Femtocode types are specified by naming one of eight broad kinds of types. Some of these can be parameterized, some parameters are optional and others are required, and some parameters accept types, to make a tree of nested types. All types except unions can be labeled with a string alias, which can be used in place of the type (as a string "t" in Python or a {"alias": "t"} in JSON). Aliases can be used to simplify type expressions, but they can also be used to construct recursive types (such as trees). If an alias is multiply defined, it is an error to make subsequent definitions differ.

Types may be thought of as sets; the set of all values that a variable might have at runtime. They have well defined (and implemented!) set operations: union, intersection, and difference.

Impossible

Python JSON
impossible "impossible", {"type": "impossible"}
impossible("t") {"type": "impossible", "alias": "t"}

Attributes:

  • alias: name for reuse

The first kind is actually a placeholder for errors. Impossible is the "bottom type," the type which cannot be satisfied by any runtime values. In most languages, the bottom type is used to represent the return value of exceptions or infinite loops, but since Femtocode doesn't have these, impossible is used to signify a type error requiring user action.

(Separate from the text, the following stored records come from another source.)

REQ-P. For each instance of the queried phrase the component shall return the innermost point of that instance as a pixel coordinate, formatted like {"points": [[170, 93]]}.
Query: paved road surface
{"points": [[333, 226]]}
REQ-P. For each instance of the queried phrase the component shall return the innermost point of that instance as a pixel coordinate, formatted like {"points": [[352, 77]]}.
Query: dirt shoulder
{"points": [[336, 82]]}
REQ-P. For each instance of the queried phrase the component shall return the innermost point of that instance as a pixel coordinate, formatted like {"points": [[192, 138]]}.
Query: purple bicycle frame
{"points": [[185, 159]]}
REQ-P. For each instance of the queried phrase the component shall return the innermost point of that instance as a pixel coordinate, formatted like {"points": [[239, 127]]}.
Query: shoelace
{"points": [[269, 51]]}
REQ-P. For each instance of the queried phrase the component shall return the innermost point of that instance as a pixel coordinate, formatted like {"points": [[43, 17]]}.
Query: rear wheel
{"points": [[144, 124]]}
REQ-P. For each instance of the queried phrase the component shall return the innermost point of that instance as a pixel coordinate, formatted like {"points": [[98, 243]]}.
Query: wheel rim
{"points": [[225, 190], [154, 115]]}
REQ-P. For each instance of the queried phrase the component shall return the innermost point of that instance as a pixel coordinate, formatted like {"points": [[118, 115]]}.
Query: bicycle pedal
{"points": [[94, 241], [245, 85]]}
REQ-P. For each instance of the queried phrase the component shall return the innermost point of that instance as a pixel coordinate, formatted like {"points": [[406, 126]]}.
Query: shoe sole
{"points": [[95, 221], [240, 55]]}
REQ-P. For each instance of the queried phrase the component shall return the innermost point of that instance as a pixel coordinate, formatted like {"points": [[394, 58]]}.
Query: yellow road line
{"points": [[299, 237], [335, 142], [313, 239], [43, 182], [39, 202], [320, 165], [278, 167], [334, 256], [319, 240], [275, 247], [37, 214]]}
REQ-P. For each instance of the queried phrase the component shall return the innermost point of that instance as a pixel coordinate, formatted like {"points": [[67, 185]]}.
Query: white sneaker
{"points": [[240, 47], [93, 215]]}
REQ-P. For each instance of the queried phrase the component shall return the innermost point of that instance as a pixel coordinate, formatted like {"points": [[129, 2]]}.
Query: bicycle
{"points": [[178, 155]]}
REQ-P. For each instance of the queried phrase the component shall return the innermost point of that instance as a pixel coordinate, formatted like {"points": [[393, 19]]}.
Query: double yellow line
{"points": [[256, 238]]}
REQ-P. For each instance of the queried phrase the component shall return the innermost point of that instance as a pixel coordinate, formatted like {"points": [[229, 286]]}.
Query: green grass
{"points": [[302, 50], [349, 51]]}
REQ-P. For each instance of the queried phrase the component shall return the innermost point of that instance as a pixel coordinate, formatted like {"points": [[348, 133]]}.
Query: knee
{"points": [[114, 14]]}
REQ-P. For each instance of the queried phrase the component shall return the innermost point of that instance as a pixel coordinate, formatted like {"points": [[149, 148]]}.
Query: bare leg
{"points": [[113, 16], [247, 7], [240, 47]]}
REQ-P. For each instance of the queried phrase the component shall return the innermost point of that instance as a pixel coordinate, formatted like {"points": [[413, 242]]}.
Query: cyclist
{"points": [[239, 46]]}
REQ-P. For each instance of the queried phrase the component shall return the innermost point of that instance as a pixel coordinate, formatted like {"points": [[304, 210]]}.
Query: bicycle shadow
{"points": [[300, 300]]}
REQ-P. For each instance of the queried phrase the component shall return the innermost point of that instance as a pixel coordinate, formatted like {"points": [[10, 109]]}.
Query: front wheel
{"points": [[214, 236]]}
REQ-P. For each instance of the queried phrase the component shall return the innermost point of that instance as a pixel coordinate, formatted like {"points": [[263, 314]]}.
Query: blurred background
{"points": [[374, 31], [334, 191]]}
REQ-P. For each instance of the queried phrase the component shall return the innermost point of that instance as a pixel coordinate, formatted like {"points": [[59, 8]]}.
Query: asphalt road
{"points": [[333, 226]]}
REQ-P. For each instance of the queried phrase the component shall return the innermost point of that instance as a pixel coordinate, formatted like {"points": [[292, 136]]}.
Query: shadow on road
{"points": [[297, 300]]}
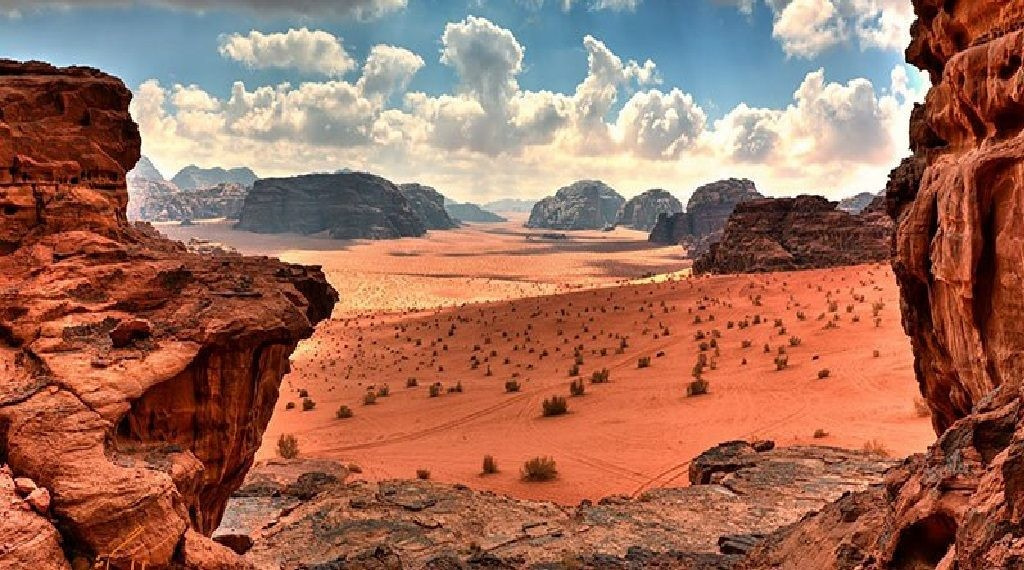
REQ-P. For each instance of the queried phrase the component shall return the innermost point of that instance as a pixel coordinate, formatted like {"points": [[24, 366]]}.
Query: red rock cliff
{"points": [[957, 205], [136, 379]]}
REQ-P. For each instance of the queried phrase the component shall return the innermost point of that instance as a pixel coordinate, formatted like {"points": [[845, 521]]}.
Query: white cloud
{"points": [[334, 9], [310, 51]]}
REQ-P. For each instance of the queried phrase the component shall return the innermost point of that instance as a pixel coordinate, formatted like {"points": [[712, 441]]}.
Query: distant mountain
{"points": [[857, 203], [144, 170], [193, 177], [510, 205], [471, 213]]}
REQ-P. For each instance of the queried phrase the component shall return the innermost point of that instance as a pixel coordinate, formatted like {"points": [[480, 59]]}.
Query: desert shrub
{"points": [[539, 469], [555, 405], [288, 446], [600, 377], [697, 388]]}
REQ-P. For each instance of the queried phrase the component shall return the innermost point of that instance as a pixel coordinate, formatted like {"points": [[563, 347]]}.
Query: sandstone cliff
{"points": [[641, 212], [347, 206], [428, 204], [135, 379], [583, 205], [957, 257], [788, 233]]}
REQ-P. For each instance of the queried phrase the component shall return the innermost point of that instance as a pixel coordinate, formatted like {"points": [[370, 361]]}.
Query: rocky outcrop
{"points": [[790, 233], [956, 203], [641, 212], [584, 205], [290, 514], [137, 379], [428, 204], [155, 201], [193, 177], [347, 206], [707, 212], [471, 213]]}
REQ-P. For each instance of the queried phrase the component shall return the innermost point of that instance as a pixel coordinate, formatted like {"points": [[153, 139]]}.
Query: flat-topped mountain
{"points": [[348, 206], [583, 205]]}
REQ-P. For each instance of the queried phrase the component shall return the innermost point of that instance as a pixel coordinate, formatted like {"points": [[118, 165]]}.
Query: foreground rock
{"points": [[428, 204], [641, 212], [960, 267], [791, 233], [137, 378], [313, 517], [584, 205], [193, 177], [471, 213], [346, 206], [707, 213]]}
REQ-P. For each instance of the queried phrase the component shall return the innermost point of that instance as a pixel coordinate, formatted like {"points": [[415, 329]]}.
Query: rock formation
{"points": [[428, 204], [290, 514], [706, 215], [471, 213], [135, 379], [857, 203], [641, 212], [584, 205], [193, 177], [788, 233], [348, 206], [957, 257]]}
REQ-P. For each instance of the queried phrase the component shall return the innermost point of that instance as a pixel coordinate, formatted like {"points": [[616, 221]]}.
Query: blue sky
{"points": [[723, 54]]}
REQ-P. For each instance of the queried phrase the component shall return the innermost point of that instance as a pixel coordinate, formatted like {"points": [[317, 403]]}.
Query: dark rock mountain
{"points": [[351, 206], [857, 203], [472, 213], [428, 204], [641, 212], [788, 233], [193, 177], [583, 205]]}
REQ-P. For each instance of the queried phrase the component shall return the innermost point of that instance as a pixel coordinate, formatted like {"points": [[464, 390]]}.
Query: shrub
{"points": [[555, 405], [288, 446], [697, 388], [540, 469]]}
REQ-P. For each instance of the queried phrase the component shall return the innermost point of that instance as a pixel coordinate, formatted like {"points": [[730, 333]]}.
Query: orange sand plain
{"points": [[527, 298]]}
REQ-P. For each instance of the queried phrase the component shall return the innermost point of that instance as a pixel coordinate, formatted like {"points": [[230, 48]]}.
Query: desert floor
{"points": [[483, 305]]}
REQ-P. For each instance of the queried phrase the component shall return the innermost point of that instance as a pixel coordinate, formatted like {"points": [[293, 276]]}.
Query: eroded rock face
{"points": [[347, 206], [790, 233], [135, 379], [583, 205], [428, 204], [957, 257], [641, 212]]}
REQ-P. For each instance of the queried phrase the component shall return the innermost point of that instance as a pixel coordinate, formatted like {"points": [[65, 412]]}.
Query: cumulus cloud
{"points": [[305, 50], [334, 9]]}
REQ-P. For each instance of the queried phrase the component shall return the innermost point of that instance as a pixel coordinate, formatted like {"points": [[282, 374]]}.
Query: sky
{"points": [[505, 98]]}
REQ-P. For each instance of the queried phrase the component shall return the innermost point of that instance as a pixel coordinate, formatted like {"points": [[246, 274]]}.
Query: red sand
{"points": [[634, 433]]}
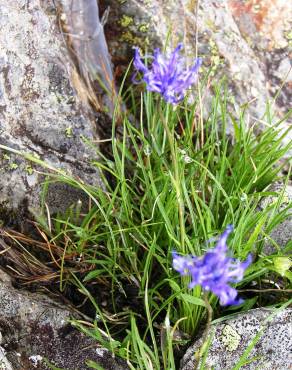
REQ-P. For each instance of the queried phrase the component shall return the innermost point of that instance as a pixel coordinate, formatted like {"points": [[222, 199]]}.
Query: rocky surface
{"points": [[39, 110], [34, 328], [232, 337], [246, 40]]}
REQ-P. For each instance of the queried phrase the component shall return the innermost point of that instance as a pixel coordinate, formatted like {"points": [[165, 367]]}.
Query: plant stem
{"points": [[181, 209], [206, 333]]}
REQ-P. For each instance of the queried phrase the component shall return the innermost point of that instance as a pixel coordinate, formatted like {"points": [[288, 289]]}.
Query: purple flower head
{"points": [[168, 74], [214, 271]]}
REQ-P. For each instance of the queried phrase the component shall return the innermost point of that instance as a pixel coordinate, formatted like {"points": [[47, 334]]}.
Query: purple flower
{"points": [[168, 74], [214, 271]]}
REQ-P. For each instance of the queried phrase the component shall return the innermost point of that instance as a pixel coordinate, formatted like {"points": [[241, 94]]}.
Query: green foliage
{"points": [[174, 181]]}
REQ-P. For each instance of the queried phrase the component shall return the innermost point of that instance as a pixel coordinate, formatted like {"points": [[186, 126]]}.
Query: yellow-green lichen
{"points": [[29, 170], [144, 27], [13, 166], [126, 21], [69, 132], [6, 157], [230, 338], [128, 37]]}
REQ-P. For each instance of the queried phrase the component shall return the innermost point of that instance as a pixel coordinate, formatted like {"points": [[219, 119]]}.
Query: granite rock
{"points": [[40, 113], [232, 337], [34, 328], [246, 41]]}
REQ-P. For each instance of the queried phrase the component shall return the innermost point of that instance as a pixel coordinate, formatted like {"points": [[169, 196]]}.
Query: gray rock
{"points": [[34, 327], [232, 337], [4, 363], [40, 113], [235, 38]]}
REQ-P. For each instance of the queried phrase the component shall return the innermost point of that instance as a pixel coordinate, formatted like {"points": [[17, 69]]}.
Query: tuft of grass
{"points": [[170, 183]]}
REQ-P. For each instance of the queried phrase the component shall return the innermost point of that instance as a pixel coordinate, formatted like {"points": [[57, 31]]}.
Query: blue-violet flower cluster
{"points": [[168, 74], [214, 271]]}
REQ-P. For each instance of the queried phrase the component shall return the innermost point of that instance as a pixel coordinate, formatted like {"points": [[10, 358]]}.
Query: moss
{"points": [[126, 21], [69, 132], [144, 27], [230, 338], [130, 38]]}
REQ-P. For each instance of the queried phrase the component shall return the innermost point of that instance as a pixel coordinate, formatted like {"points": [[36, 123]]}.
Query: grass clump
{"points": [[174, 180]]}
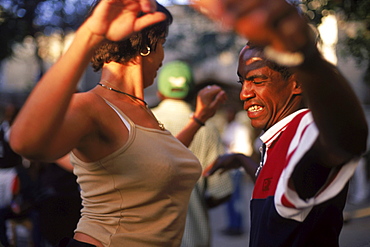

I have no idea why you might want to make instances of this type. However, it is essential to the type-inference logic.

Null

Python JSON
null "null", {"type": "null"}
null("t") {"type": "null", "alias": "t"}

Attributes:

  • alias: name for reuse

The second kind also has marginal value: the null type has exactly one value at runtime: None. It is most useful when used in a union, such as union(null, integer) to indicate integers that might have a value or might be missing.

Boolean

Python JSON
boolean "boolean", {"type": "boolean"}
boolean("t") {"type": "boolean", "alias": "t"}

Attributes:

  • alias: name for reuse

The boolean type has two values at runtime: True and False. It is used in logical predicates and is completely distinct from integers. (That is, 0 is not the same thing as False, and if 0 is a type error.)

Number

Python JSON
integer "integer", {"type": "integer"}
integer(0, 10), integer(min=0, max=10) {"type": "integer", "min": 0, "max": 10}
integer(0, almost(inf)) {"type": "integer", "min": 0, "max": {"almost": "inf"}}
real "real", {"type": "real"}
real(0, almost(10)) {"type": "integer", "min": 0, "max": {"almost": 10}}
extended "extended", {"type": "extended"}
extended(0, inf) "extended", {"type": "extended", "min": 0, "max": "inf"}
integer(alias="t") {"type": "integer", "alias": "t"}

Attributes:

  • min: the minimum possible value, may be a number or almost(number)
  • max: the maximum possible value, may be a number or almost(number)
  • whole: True for integers, False for floating point
  • alias: name for reuse

The Number kind describes numeric intervals. It has three concrete types:

  • integer, which has min=almost(-inf), max=almost(inf), whole=True
  • real, which has min=almost(-inf), max=almost(inf), whole=False
  • extended for the "extended reals", which has min=-inf, max=inf, whole=False

Each of these concrete types can be used as a starting point for parameterizing a numeric interval: min and max are both optional. If either of these endpoints is a number, it is a closed endpoint; if it is almost(number), it is an open endpoint. Endpoints like almost(inf) include all finite numbers; inf includes infinity as well.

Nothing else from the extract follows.